Source Development Guide

Complete guide for developing new sources in the Capcat hybrid architecture. Choose between config-driven (simple) or custom implementation (complex) based on your requirements.

Decision Matrix: Config-Driven vs Custom

  • Development Time

    → 15-30 minutes
  • Coding Required

    → None (YAML only)
  • Flexibility

    → Limited to standard patterns
  • Best For

    → Standard news sites
  • Maintenance

    → Configuration updates
  • Examples

    → InfoQ, Euronews, Straits Times

RSS-First Development Rule

MANDATORY

When adding sources, check RSS feeds first and use the links to access content.

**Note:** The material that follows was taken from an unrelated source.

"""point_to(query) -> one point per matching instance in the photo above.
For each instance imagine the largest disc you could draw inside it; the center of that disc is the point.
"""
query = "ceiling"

RSS-based extraction often provides cleaner, more reliable content than HTML scraping, especially for React/SPA websites.

RSS-First Benefits

  • Bypasses bot protection and JavaScript rendering issues
  • Provides clean, structured content
  • Often includes full article text in descriptions
  • More reliable than HTML selectors that frequently change

Implementation

Configure rss_config in source YAML with use_rss_content: true to extract content directly from RSS descriptions.

Config-Driven Sources

Use When

Standard news website with straightforward article listing and content structure, or RSS-based content extraction.

1. Create Configuration File

# sources/active/config_driven/configs/newsource.yaml
display_name: "News Source"
base_url: "https://newsource.com/"
category: "general"  # tech, science, business, general
timeout: 10.0
rate_limit: 1.0

# RSS-based content extraction (preferred method)
rss_config:
  feed_url: "https://newsource.com/feed.xml"
  use_rss_content: true
  content_field: "description"  # Extract content from RSS description field

# Required: Article discovery selectors
article_selectors:
  - ".headline a"
  - ".article-title a"
  - "h2.title a"

# Required: Content extraction selectors
content_selectors:
  - ".article-content"
  - ".post-body"
  - "div.content"

# Optional: Skip patterns (URLs to ignore)
skip_patterns:
  - "/about"
  - "/contact"
  - "/advertising"
  - "?utm_"

# Optional: Comment support
supports_comments: false

# Image processing configuration
image_processing:
  selectors:
    - "img"
    - ".content img"
    - "article img"

  url_patterns:
    - "newsource.com/"
    - "cdn.newsource.com/"
    - "images.newsource.com/"

  # Allow URLs without traditional extensions for modern CDNs
  allow_extensionless: true

  skip_selectors:
    - ".sidebar img"
    - ".navigation img"
    - ".header img"
    - ".avatar img"

# Optional: Additional configuration
custom_config:
  user_agent: "Custom User Agent"
  headers:
    Accept: "text/html,application/xhtml+xml"

2. Test Configuration

# Test source discovery
python -c "from core.source_system.source_registry import get_source_registry; print('newsource' in get_source_registry().get_available_sources())"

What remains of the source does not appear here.